Lo chusco del caso, aunque tampoco se refleja en las urnas, es que esto resulte ruinoso por donde se mire. No sólo se van investigadores, sino médicos, enfermeras y otros profesionales. Formar a un médico nos sale por unos ocho millones de pesetas. Los países receptores, encantados de habernos conocido. En el caso de los investigadores no sólo perdemos por ahí. Los formamos, al menos en parte, y esa parte que se ahorra el país receptor. Pero luego producen lo que podrían producir aquí y eso contribuye decisivamente al desfase científico-tecnológico. O sea, gastos de formación más lucro cesante (el que dejamos de ingresar con su trabajo) más pérdidas en la balanza comercial científico-tecnológica. Un negocio redondo. Encima, el dislate no puede perpetrarse indefinidamente. Desde el franquismo -por no perdernos en datos históricos- hemos ido tirando gracias al trabajo mal pagado, al abandono del medio ambiente, a la emigración, al turismo.
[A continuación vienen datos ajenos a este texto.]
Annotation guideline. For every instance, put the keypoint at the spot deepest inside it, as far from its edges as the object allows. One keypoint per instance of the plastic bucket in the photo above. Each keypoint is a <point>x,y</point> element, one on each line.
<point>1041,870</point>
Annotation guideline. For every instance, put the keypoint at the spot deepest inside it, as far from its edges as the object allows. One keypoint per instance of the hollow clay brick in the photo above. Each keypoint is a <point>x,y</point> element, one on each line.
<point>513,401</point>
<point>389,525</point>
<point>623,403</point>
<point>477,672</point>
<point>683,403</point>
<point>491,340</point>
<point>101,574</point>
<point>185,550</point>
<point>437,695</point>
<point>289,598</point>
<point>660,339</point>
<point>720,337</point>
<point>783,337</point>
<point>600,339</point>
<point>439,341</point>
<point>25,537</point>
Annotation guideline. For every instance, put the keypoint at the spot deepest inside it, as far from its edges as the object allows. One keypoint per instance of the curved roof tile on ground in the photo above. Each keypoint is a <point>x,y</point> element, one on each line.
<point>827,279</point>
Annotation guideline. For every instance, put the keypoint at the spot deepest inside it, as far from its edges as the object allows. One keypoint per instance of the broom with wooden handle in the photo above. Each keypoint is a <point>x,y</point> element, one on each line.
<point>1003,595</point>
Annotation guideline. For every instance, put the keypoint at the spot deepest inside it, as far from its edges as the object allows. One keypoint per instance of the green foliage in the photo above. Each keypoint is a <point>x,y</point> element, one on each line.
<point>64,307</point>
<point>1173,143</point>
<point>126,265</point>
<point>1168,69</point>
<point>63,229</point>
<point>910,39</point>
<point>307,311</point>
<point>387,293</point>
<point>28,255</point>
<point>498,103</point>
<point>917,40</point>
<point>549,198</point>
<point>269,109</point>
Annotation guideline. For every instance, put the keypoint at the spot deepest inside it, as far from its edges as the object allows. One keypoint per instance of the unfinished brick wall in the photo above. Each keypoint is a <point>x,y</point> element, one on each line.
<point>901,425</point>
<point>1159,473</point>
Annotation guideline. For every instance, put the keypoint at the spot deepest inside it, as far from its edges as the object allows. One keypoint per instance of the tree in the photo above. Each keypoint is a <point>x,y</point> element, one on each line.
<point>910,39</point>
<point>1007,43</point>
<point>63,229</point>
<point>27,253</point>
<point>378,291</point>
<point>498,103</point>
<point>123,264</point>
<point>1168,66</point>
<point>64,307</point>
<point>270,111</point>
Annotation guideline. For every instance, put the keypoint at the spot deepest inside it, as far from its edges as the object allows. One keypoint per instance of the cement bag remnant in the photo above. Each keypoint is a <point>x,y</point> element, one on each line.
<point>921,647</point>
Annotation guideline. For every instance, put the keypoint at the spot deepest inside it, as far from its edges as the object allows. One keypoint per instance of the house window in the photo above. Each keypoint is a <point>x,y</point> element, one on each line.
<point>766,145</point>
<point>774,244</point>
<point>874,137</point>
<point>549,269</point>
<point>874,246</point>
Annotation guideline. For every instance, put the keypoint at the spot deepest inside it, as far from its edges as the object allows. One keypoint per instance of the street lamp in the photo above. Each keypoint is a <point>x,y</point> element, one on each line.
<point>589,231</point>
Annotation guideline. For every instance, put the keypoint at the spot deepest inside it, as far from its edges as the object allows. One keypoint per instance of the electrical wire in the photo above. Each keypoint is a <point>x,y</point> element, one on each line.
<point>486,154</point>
Pero el futuro no muy distante será diferente: no podremos permitirnos el lujo de pagar la exhorbitante factura de las nuevas tecnologías, mientras que escasearán los mercados para los productos cuya fabricación no exija demasiados conocimientos. País sandwich, presionado por los de arriba y por los de abajo. No seremos los únicos en correr esa suerte, pero mal de muchos, consuelo de tontos. Tal como se ve venir, los cogidos en mitad de la carrera no alcanzarán nunca el pelotón de delante, sino que serán engullidos por el de detrás.

Puede que todavía, en los próximos años, sigamos acercando posiciones con los países de nuestro entorno; pero sólo para ver luego que el alejamiento se reproduce, y a ritmo más acelerado. Pues ellos invierten en conocimientos varias veces más que nosotros en términos absolutos y teniendo en cuenta el factor demográfico. Así, Alemania, que ya nos lleva mucha ventaja, destina un 2,3% del PIB a investigación y desarrollo. Y ese país tiene 82 millones de habitantes. España, que no pasa de 40 y cuya renta per capita es sólo algo más de la mitad que la alemana, destina un escuálido 0,9 a este propósito. En cuanto al Reino Unido, con universidades bien dotadas, sigue siendo una potencia científica con la que hasta EE UU tiene que contar. En este aspecto, hay que quitarse el sombrero ante Gran Bretaña.

Llegando a un mínimo del 2% del PIB, con buena organización y mejores alianzas internacionales, aún podríamos llegar. Pero no es ese el talante que percibimos. Todo se va en palabras, promesas. ¿Creciendo para el matadero? Ojalá me esté traicionando la vena pesimista...

Manuel Lloris es doctor en Filosofía y Letras.